Israël se recueille sur la dépouille de Peres et prépare l’accueil des leaders de la planète
Le peuple israélien se recueille jeudi sur la dépouille de Shimon Peres et se prépare à recevoir vendredi les dirigeants de la planète aux obsèques de cette grande figure historique.
Israël n’a pas connu de tel évènement au moins depuis les funérailles en 1995 d’Yitzhak Rabin, l’ancien rival et Premier ministre assassiné, qui avait été récompensé en même temps que Shimon Peres et le leader palestinien Yasser Arafat du Nobel de la paix en 1994.
Jérusalem était déjà en état de siège jeudi matin alors que commençait l’hommage populaire à celui que tout le monde appelait Shimon et dont l’image était intimement associée à l’ascension d’Israël, de la naissance au statut de puissance régionale.
Le cercueil ceint du drapeau bleu et blanc frappé de la croix de David a été solennellement disposé sur le parvis de la Knesset (parlement) pour que les Israéliens viennent lui rendre leurs derniers adieux.
Dans un pays constamment confronté aux défis sécuritaires, 7.000 policiers ont été mobilisés pour ces deux jours de deuil.
Toutes les routes menant à la Knesset devaient être fermées, des navettes assurant le transport de ceux venant se recueillir.

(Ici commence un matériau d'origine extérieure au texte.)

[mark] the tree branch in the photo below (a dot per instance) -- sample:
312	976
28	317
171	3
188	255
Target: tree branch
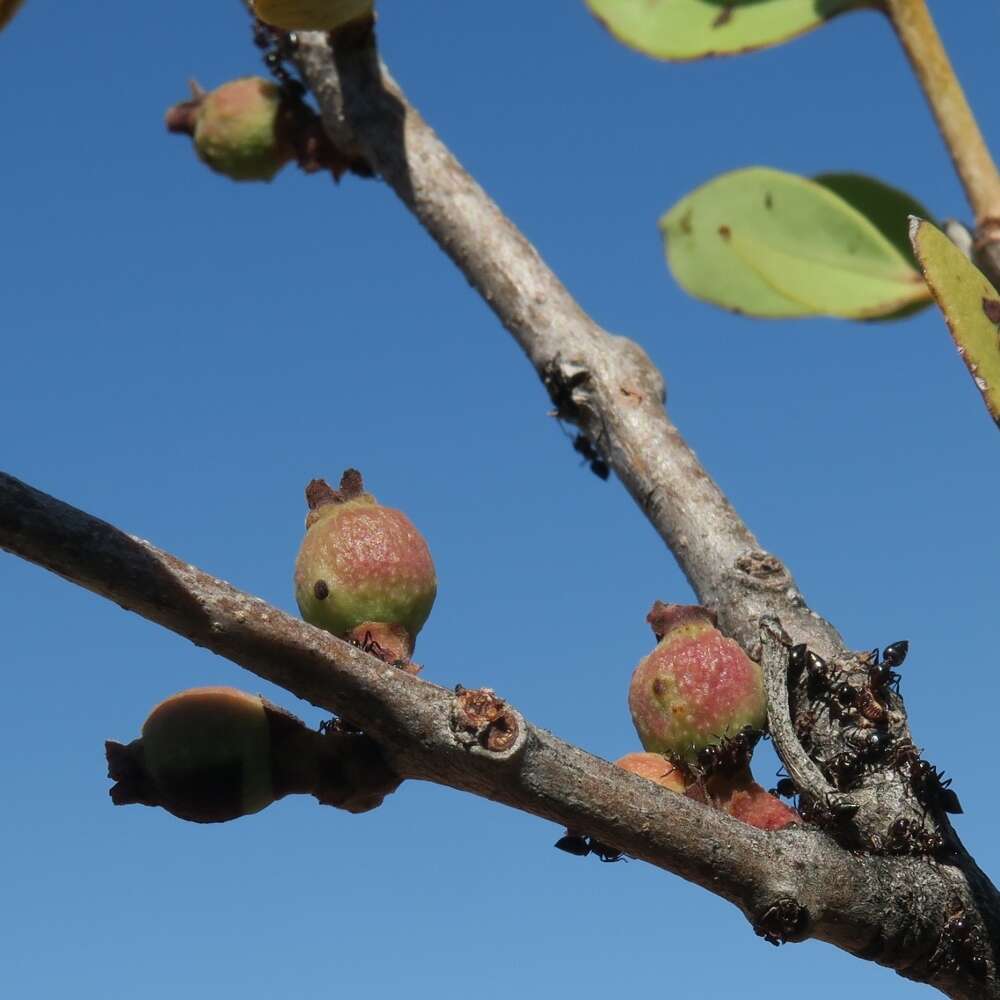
791	884
604	384
974	165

Avec l’arrivée des dirigeants étrangers vendredi, le mont Herzl sur lequel Shimon Peres sera enterré, ainsi qu’une grande partie de Jérusalem devraient être largement coupés du monde.
L’autoroute reliant Jérusalem et Tel-Aviv, la capitale économique, sera coupée par intermittences pour acheminer les chefs d’Etat et de gouvernement.

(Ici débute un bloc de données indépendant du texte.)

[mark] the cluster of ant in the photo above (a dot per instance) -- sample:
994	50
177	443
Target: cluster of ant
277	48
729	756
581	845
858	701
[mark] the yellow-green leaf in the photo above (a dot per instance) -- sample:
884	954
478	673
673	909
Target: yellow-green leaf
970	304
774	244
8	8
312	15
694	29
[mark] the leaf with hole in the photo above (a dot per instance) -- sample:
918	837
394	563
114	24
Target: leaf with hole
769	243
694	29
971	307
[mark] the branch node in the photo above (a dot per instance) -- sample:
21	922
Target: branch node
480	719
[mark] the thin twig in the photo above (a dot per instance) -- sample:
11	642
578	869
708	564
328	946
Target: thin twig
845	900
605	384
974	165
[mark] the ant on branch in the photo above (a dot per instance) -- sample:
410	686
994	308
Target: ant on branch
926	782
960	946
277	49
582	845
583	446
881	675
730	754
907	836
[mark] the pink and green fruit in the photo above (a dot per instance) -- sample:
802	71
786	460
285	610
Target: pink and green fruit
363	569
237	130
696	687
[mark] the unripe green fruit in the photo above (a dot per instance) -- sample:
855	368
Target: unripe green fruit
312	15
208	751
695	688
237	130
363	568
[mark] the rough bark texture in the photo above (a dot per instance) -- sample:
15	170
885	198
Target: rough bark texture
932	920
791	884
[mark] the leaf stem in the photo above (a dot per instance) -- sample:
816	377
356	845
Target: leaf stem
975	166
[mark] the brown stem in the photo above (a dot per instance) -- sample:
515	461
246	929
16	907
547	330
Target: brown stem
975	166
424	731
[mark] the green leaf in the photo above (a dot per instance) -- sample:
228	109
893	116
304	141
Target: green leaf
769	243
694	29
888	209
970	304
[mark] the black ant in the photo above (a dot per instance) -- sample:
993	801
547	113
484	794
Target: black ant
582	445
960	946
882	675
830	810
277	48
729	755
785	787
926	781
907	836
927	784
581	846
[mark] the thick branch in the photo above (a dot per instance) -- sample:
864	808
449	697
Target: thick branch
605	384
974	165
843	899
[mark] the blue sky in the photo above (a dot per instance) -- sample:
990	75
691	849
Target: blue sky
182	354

Ces obsèques coïncident avec le début des congés des grandes fêtes juives qui font redouter aux autorités israéliennes un accès de violences palestiniennes.

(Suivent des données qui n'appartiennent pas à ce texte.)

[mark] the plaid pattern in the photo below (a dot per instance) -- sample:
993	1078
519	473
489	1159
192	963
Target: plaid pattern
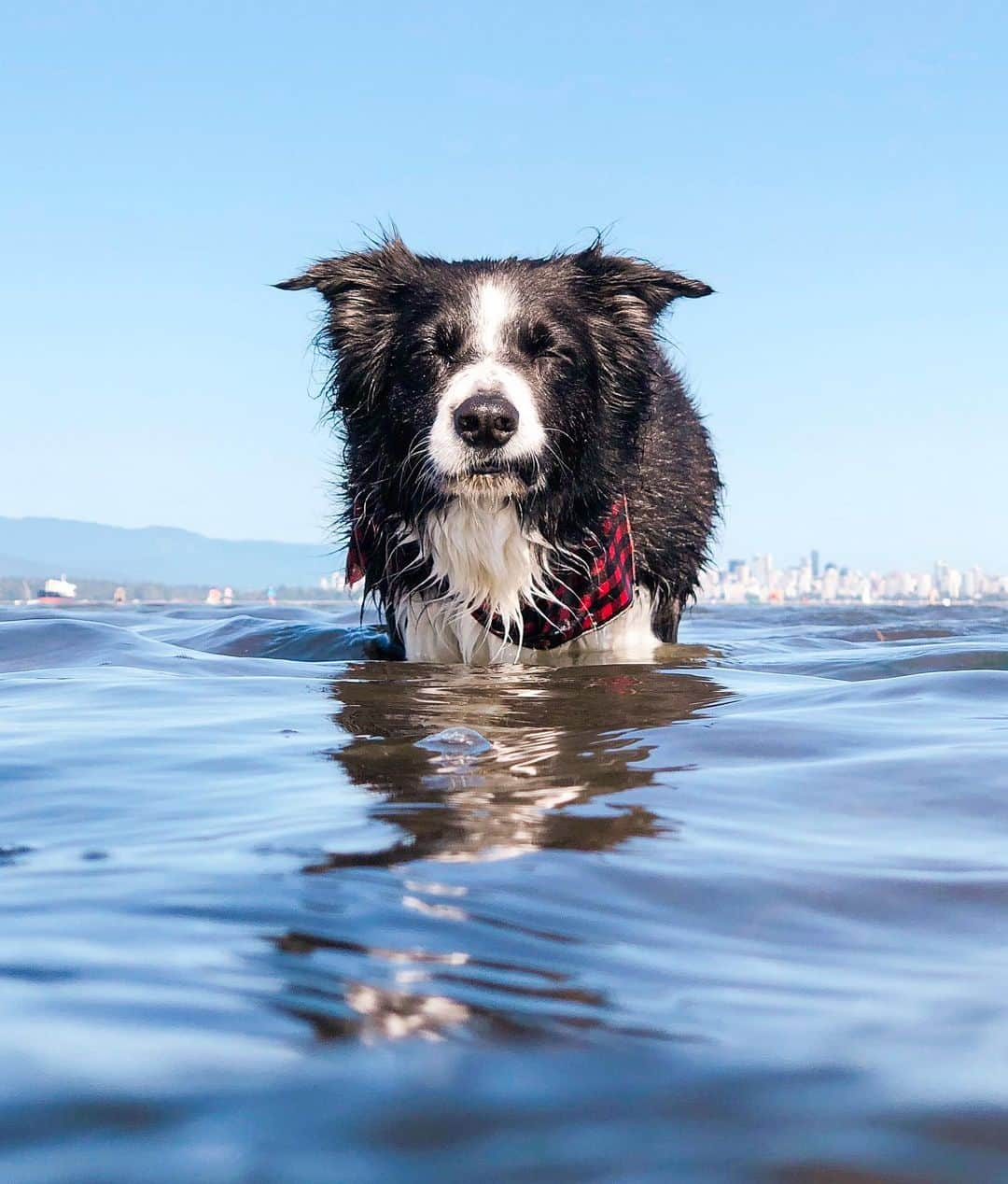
587	593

M. Peres s’est éteint mercredi matin dans son sommeil à l’âge de 93 ans à l’hôpital, des suites d’un accident vasculaire cérébral qui l’avait frappé le 13 septembre, jour anniversaire des accords d’Oslo. Il n’était jamais sorti de son sommeil.
Il n’était pas seulement le dernier survivant des trois récipiendaires du Nobel de la paix 1994 récompensant leurs "efforts en faveur de la paix au Moyen-Orient", concrétisés un an plus tôt par le premier accord d’Oslo. Ce dernier jetait les bases d’une autonomie palestinienne et offrait un espoir de règlement du conflit.
Il était aussi aux yeux des Israéliens le dernier survivant de la génération des pères fondateurs de l’Etat d’Israël.
Les marques de l’immense respect qu’inspirait M. Peres ont afflué du monde entier, saluant la vision, le courage ou la ténacité dans la recherche de la paix de celui que beaucoup de dirigeants étrangers appelaient leur "ami".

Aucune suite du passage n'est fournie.